This is a model built for predicting concrete compressive strength - an important material in civil engineering.
The concrete compressive strength is a highly nonlinear function of age and ingredients.
These ingredients includes:
NB: The actual concrete compressive strength (MPa) for a given mixture under a specific age (days) was determined from laboratory. The data can be downloaded here: UCI
Load the requied packages for building the model:
library(tidyverse)
library(readxl)
library(caret)
library(GGally)
library(rattle)
library(modelr)
library(partykit)
library(e1071)
Get the data into R:
concrete <- read_excel("Concrete_Data.xls")
Rename the variables:
names(concrete) <- c("cement", "blast_furnace",
"fly_ash", "water",
"superplasticizer",
"coarse_aggregate",
"fine_aggregate",
"age",
"concrete_strength")
Compute the skewness across the columns - If the predictor distribution is roughly symmetric, the skewness values will be close to zero
skewValues <- map_dbl(concrete, skewness)
skewValues
## cement blast_furnace fly_ash water
## 0.50803436 0.79840662 0.53588075 0.07410764
## superplasticizer coarse_aggregate fine_aggregate age
## 0.90546945 -0.04008937 -0.25224294 3.25966169
## concrete_strength
## 0.41570873
The skewed variables have some values containing zero which makes it impossible to apply the BoxCox transformation
ggplot(concrete, aes(concrete_strength)) +
geom_histogram()
ggplot(concrete, aes(x = concrete_strength, y = cement)) +
geom_point()
ggplot(concrete, aes(x = concrete_strength, y = coarse_aggregate)) +
geom_point()
Seperate out the outcome from the predictors:
concrete_strength <- concrete$concrete_strength
concrete <- select(concrete, -concrete_strength)
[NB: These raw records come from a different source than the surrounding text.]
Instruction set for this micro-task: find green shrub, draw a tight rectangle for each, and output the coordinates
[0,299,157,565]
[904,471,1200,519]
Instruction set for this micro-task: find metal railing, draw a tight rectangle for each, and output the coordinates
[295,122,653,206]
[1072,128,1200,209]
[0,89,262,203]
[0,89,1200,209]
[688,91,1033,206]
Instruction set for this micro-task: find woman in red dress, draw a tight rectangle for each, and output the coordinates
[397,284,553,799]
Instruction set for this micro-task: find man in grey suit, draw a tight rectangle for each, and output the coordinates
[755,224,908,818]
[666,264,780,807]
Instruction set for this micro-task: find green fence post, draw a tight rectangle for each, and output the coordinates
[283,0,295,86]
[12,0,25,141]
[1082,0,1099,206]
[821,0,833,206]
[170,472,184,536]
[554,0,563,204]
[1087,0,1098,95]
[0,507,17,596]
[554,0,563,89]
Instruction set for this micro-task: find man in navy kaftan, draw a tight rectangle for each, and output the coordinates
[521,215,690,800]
Partition the data into a training and a test set
idx <- createDataPartition(concrete_strength, p = 2/3, list = FALSE)
train_set <- concrete[idx, ]
train_outcome <- concrete_strength[idx]
test_set <- concrete[-idx, ]
test_outcome <- concrete_strength[-idx]
Fit a single linear model and conduct 10-fold cross-validation to estimate the error:
ctrl <- trainControl(method = "cv")
set.seed(3)
lm_tune <- train(x = train_set, y = train_outcome,
method = "lm",
trControl = ctrl)
lm_tune
## Linear Regression
##
## 688 samples
## 8 predictor
##
## No pre-processing
## Resampling: Cross-Validated (10 fold)
## Summary of sample sizes: 620, 618, 620, 619, 619, 620, ...
## Resampling results:
##
## RMSE Rsquared
## 10.38347 0.6162678
##
##
predict the test set data and save the testset result in a data frame:
test_result <- data.frame(observations = test_outcome, lm_predictions = predict(lm_tune, test_set))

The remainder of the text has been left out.